In October, New Hampshire officials filed suit against their counterparts in Massachusetts in a complex case involving remote working – a professional practice that has increased since the COVID-19 lockdowns last March – and the physical location of employers.

Massachusetts officials have argued an income tax can be imposed on out-of-state workers benefiting from employment at a firm within its confines. But in the case of New Hampshire, officials have challenged the premise from their New England neighbor.

If federal judiciaries hear the case and rule in New Hampshire’s favor, a number of states across the country could face losses, according to a recent research article from S&P Global Ratings. On the flip side, others could stand to gain.

“(The case) could result in the reallocation of billions of income tax dollars between certain states,” S&P researchers wrote in the article. “New York and Massachusetts, in particular, could potentially lose significant amounts of income tax, while New Jersey and Connecticut could gain revenue.”

While New Hampshire’s lawsuit against Massachusetts has, more recently, shined a spotlight on imposing income taxes on out-of-state residents, it is not unprecedented.

For years, New York state has adopted a similar strategy, primarily for nearby New Jersey and Connecticut residents who are employed by a New York City-based company.

“New Jersey and Connecticut have had to enact income tax credits to residents for income taxes paid to New York to avoid double-taxing their residents,” the S&P researchers wrote. “New York state has defended its tax on the theory that as long as a company does not require workers to telecommute from a specific out-of-state location, telecommuting out of state was at the convenience of the employee.”

If the New Hampshire v. Massachusetts case has a nationwide implication, S&P researchers estimate New York could lose between $1.27 billion and $1.64 billion in tax revenue.

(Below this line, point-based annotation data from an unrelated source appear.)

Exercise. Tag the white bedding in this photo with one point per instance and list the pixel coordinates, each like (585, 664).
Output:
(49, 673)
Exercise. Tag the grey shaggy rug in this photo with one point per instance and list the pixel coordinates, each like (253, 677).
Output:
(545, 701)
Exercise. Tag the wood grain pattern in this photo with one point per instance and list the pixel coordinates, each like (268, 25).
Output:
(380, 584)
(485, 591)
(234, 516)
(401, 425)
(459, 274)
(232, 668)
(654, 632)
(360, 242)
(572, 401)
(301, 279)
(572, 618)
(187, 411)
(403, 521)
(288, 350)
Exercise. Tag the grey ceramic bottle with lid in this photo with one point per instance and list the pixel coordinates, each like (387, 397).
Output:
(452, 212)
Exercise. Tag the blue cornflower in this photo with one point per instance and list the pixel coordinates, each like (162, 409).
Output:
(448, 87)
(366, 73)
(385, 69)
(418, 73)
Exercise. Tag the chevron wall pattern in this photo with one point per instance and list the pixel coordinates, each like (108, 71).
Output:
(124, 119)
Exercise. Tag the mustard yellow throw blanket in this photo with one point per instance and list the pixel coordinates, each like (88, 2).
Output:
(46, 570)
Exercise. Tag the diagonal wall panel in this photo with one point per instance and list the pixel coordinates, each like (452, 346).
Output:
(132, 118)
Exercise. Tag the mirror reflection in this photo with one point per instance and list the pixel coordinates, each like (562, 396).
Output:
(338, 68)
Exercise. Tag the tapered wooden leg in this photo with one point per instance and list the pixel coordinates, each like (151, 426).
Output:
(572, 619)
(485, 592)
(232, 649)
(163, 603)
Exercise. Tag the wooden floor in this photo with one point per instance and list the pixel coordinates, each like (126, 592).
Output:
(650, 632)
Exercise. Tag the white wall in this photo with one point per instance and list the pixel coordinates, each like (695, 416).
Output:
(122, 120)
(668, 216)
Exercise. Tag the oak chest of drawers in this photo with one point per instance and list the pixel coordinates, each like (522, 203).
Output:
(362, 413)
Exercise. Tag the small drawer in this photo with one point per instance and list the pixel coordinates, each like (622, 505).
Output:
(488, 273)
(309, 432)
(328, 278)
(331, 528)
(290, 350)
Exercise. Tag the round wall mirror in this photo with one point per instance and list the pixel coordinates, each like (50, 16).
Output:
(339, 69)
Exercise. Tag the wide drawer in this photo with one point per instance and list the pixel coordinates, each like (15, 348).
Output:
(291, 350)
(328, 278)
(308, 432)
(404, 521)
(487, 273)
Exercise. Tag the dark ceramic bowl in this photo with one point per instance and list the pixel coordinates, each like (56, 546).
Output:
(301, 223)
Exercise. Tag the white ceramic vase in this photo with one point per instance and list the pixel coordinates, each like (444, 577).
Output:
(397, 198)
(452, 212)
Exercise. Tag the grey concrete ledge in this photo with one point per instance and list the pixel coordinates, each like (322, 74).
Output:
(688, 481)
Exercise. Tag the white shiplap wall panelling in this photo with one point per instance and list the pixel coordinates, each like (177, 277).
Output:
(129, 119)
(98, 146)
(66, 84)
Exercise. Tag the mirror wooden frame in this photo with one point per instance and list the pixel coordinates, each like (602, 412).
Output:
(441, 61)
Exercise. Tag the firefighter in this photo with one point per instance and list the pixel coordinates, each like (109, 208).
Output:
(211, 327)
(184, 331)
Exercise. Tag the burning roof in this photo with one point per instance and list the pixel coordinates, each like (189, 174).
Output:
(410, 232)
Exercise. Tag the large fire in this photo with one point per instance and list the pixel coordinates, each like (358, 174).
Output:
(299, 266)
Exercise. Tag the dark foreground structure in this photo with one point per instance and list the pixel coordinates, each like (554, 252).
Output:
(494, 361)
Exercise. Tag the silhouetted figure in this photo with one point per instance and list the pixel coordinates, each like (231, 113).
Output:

Amid the uncertainty, New York, which has been among the hardest hit states throughout the pandemic, has doubled down on its long-standing practice even amid the stay-at-home orders and other measures aimed at spreading COVID-19.

An updated bulletin in late October from the New York Department of Taxation and Finance lays out the agency’s stance on remote working in the era of the coronavirus.

“If you are a nonresident whose primary office is in New York state, your days telecommuting during the pandemic are considered days worked in the state unless your employer has established a bona fide employer office at your telecommuting location,” the bulletin states.

Danielle Bereznay, an employment attorney with Mintz Insights, weighed in on the definition of “bona fide employer office” in a research brief after the updated bulletin.

“Although an employee’s home office could meet the eligibility factors laid out in the bulletin, generally it would not qualify as a bona fide employer office outside of New York,” Bereznay said. “Thus, for tax purposes, an employee working from his or her home office would be considered to be working in New York.”